I think the concerns about machine learning causing echo chambers/other problems, while not completely unfounded, are overblown (perhaps due to overall anti-big-tech sentiment). I think human behavior plus ease of sharing online is a more important factor. I'm optimistic that ML filtering can actually help people get a much larger variety of information, which is one of my goals for this.
Instead of having some recommendations be completely random, could you be more strategic about it? For example, what if you recommended newsletters that had opposite political views from the ones a user has already rated positively?
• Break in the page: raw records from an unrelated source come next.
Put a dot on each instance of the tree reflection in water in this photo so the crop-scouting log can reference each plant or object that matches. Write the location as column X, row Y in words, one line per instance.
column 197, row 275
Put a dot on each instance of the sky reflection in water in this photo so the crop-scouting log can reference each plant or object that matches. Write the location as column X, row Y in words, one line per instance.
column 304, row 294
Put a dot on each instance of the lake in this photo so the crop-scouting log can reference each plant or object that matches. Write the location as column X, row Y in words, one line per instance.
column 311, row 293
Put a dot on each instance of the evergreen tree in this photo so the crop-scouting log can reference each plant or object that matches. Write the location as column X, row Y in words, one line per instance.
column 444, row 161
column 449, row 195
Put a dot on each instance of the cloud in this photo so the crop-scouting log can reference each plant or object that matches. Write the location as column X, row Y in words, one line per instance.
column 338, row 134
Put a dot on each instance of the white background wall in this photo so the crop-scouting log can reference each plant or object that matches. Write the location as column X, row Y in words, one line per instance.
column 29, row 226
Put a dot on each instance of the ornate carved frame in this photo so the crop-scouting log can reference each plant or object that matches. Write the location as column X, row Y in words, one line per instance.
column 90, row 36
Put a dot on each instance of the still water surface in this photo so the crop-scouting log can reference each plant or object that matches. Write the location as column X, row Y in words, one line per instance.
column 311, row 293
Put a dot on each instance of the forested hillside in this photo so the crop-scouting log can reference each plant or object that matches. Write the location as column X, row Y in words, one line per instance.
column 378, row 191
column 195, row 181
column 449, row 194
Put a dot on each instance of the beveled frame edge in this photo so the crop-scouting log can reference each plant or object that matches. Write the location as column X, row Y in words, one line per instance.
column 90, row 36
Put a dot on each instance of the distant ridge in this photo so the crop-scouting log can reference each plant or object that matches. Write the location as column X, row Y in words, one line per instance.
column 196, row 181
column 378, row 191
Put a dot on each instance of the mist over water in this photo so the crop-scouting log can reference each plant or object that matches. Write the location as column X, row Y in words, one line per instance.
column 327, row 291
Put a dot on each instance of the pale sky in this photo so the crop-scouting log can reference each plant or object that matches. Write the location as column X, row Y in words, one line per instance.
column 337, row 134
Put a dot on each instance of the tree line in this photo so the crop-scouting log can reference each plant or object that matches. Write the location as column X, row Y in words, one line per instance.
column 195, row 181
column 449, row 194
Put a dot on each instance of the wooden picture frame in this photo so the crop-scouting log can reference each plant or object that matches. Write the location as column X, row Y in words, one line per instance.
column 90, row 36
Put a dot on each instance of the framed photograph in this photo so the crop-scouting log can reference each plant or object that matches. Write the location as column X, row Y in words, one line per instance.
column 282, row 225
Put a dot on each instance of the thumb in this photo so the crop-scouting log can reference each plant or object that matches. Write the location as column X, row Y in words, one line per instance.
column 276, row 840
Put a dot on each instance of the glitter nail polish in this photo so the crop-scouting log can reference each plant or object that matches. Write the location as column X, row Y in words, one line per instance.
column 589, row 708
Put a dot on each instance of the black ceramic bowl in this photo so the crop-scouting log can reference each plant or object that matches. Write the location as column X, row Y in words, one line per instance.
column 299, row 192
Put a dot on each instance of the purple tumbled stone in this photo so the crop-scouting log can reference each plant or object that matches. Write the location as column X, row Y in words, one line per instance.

Something like that could be an option. However every time I've thought about "hey, what if we made the random recommendations better by...", my conclusion has been "oh, but then we might never recommend [items with some set of properties that should get recommended], and the algorithm won't be able to correct itself." Any time you try to optimize in a certain direction, you'll always introduce at least a little bias/false negatives, and randomness at least gives a chance of breaking out of that. So this could be a good idea, but I wouldn't want to have it completely replace random recommendations.
Why recommend newsletters instead of individual articles?
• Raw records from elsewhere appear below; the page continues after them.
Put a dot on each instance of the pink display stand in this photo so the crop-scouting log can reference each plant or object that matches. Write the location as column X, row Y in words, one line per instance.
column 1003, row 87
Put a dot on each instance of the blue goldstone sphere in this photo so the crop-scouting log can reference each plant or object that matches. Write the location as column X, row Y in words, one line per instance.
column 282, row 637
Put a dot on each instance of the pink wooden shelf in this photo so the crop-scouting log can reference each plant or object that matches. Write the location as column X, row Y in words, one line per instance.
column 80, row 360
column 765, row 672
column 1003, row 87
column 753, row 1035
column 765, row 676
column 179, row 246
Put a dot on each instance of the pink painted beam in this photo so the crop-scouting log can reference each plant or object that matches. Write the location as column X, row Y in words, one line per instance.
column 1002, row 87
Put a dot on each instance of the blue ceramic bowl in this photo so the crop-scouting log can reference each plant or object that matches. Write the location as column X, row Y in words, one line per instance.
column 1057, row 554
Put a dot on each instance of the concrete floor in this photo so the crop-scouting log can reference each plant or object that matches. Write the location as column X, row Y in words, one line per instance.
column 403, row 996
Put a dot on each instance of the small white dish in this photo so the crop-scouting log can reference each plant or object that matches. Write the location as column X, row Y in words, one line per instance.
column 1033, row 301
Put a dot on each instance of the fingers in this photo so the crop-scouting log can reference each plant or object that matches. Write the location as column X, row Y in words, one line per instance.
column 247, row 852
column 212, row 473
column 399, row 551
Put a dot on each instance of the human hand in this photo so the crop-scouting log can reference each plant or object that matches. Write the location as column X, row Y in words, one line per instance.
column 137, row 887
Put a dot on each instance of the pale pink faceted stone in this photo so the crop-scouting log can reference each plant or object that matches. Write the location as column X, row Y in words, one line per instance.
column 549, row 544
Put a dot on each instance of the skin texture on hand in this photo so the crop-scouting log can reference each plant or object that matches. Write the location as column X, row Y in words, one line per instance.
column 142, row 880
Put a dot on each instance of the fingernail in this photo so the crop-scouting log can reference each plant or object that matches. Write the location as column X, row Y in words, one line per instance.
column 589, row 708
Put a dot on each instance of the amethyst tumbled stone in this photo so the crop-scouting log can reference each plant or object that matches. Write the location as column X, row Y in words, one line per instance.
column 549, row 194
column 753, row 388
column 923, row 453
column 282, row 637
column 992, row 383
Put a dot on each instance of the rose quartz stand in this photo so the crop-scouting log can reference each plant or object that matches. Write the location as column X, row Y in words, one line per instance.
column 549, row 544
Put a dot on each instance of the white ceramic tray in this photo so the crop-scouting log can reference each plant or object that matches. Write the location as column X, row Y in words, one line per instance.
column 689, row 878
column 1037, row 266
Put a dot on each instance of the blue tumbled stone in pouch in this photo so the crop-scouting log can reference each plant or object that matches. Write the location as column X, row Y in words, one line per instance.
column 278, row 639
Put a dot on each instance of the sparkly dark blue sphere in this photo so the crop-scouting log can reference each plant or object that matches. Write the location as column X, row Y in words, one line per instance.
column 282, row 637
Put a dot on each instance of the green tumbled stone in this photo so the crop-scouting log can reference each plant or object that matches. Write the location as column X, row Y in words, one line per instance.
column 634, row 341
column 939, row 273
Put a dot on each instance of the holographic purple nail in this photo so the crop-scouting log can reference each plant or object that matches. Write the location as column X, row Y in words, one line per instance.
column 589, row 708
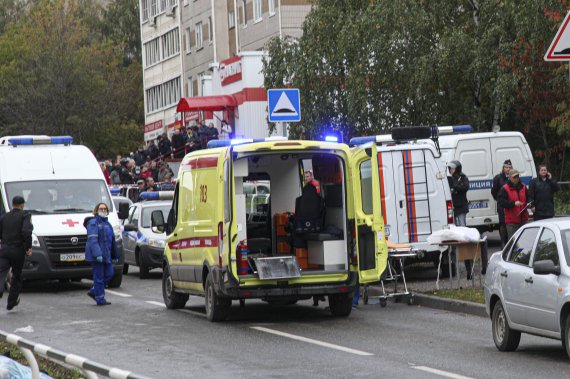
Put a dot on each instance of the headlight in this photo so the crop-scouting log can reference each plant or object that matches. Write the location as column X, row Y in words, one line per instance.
column 156, row 243
column 35, row 241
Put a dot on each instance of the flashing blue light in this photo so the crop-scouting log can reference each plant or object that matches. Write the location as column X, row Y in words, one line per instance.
column 362, row 140
column 462, row 128
column 62, row 140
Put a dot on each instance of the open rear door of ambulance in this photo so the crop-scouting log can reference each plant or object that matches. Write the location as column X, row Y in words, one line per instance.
column 372, row 250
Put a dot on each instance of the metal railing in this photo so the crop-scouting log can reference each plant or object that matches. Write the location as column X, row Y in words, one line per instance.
column 90, row 368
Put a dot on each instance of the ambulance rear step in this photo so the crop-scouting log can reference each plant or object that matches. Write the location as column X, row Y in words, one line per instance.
column 277, row 267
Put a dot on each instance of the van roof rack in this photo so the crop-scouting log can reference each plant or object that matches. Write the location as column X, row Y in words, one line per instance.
column 35, row 140
column 412, row 133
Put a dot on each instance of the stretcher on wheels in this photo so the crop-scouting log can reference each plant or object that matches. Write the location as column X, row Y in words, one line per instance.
column 394, row 273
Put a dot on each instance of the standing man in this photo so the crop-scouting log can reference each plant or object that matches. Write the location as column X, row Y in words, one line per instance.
column 16, row 235
column 498, row 182
column 541, row 194
column 459, row 185
column 512, row 198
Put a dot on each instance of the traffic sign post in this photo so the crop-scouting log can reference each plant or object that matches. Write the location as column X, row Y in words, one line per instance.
column 284, row 105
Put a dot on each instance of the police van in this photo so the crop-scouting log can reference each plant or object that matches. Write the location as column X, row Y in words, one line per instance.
column 482, row 156
column 215, row 250
column 414, row 192
column 61, row 184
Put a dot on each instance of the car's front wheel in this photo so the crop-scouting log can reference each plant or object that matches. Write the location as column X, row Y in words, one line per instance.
column 566, row 342
column 506, row 339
There are a few reasons. The biggest one is distribution. I came up with the idea for The Sample because I was working on an essay recommender system and I was trying to figure out how to incentivise people to share it. I've built a referral system into The Sample, and whenever someone submits a newsletter, I send them a referral link. If they share the link, their newsletter gets forwarded more often. So far it's been promising; last I checked, about 15% of our subscribers came from referral links. As The Sample gets larger, the referral system will become more compelling (network effects). I've used a fair amount of paid advertising to get things going, but after some threshold, I think it will grow extremely fast with just the referral system.
The next reason is implementation-related. I prefer to use collaborative filtering as much as possible, falling back to content-based filtering only when there isn't enough rating data for collaborative filtering. But for collaborative filtering, you need long-lived items. If you're recommending news articles, by the time you collect much rating/interaction data, the article will be stale and you won't want to recommend it more anyway. Recommending newsletters is IMO an excellent way to combine ML with human curation: humans figure out what news is good, and ML helps readers find curators who are good/relevant to them. (To make a transportation analogy: humans are great at last-mile curation).
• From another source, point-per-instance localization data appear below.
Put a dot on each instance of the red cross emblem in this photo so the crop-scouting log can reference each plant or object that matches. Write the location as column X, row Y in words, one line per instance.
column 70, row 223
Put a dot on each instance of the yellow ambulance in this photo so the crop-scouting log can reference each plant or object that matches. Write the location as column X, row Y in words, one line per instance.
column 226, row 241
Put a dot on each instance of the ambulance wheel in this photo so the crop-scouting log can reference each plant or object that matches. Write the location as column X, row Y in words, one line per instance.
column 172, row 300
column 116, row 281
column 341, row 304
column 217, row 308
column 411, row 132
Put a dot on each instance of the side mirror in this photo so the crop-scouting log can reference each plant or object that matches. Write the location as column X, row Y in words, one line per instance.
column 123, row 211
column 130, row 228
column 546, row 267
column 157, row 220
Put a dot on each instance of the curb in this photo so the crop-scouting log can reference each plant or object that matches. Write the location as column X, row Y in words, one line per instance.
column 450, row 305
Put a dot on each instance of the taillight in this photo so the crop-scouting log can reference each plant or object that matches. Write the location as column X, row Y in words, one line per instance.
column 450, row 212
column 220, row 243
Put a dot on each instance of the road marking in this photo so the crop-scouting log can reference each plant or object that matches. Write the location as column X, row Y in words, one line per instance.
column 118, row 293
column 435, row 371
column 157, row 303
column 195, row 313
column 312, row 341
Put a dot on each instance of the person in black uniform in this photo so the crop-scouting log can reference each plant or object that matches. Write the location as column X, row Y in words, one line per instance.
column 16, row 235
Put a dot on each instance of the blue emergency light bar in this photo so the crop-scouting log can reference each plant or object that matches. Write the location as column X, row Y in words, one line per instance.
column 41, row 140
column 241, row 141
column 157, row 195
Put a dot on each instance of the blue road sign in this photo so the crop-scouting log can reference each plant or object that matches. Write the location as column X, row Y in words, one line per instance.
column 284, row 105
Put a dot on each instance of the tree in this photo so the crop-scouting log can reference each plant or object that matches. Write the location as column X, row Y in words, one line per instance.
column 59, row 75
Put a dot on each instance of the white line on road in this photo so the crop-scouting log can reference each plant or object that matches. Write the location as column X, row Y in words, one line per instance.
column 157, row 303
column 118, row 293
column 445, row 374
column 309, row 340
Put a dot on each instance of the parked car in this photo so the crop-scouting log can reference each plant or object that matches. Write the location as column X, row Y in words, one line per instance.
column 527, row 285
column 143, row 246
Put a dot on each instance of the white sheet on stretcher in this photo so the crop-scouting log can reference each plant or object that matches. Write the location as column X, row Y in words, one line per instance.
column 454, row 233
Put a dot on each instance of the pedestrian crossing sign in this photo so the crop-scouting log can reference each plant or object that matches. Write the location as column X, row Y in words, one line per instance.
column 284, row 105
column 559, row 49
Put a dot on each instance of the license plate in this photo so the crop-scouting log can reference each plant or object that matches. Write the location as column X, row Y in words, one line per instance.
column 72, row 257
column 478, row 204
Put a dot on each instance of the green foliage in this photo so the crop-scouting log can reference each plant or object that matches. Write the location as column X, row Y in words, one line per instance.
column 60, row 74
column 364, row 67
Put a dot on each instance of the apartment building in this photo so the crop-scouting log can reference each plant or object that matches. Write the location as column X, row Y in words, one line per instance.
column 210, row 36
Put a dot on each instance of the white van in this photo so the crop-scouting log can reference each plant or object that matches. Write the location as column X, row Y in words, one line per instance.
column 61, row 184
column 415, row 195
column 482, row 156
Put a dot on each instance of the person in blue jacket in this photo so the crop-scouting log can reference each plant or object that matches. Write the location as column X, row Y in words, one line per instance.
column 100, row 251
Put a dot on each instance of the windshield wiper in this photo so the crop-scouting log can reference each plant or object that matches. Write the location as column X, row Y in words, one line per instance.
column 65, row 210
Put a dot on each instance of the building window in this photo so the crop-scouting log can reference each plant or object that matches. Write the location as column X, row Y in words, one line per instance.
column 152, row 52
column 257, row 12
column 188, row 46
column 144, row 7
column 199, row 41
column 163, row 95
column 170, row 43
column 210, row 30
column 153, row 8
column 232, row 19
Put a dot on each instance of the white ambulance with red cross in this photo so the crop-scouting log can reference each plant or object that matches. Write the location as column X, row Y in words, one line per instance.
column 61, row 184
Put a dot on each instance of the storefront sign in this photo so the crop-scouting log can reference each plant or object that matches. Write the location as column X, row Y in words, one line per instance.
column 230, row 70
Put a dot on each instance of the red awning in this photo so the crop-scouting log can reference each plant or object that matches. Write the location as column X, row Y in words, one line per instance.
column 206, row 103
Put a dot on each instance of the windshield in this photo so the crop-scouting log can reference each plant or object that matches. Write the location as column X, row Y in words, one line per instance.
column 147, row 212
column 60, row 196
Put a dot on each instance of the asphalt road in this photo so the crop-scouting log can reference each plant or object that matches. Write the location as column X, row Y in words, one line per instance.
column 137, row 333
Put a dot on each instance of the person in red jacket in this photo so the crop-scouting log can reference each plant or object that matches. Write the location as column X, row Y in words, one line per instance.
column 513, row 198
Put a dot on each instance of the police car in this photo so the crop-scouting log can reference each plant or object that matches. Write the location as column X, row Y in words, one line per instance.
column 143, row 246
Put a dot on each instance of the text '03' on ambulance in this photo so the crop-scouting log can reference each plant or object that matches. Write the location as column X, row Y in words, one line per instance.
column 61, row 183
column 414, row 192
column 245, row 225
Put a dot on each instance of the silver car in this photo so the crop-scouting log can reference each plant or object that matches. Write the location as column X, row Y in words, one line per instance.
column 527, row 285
The categories on the landing page seem too broad. And does it really take 21 days?
In both cases, it's more about marketing/helping people understand what The Sample even does. After you sign up, there's a text field where you can type arbitrary topics to indicate what you're interested in. And topic modeling/content-based filtering is only used as a starting point anyway; as you rate the newsletters you receive, your recommendations will start to be dominated more by collaborative filtering ("people who liked X also liked Y", without thought for what X and Y even are). I added the checkboxes to help people understand immediately that this is an individually personalized newsletter; they're not going to get the same thing as everyone else who signs up.
Similarly, "give us 21 days to hone in on your preferences" is purely meant to explain that as you continue to use The Sample, it will learn from your behaviour and adapt to your preferences. I picked 21 on a whim—someone suggested 30 days, but I thought that was too long. Maybe I should say 7 or 14?
Another somewhat recent change is that new users' emails include a message that says, for example, "You've rated 2 newsletters so far. Rate at least 5 more to help us learn your preferences." There's nothing special about 7; we just needed a way to get more people to rate the newsletters we send them. And this did the trick.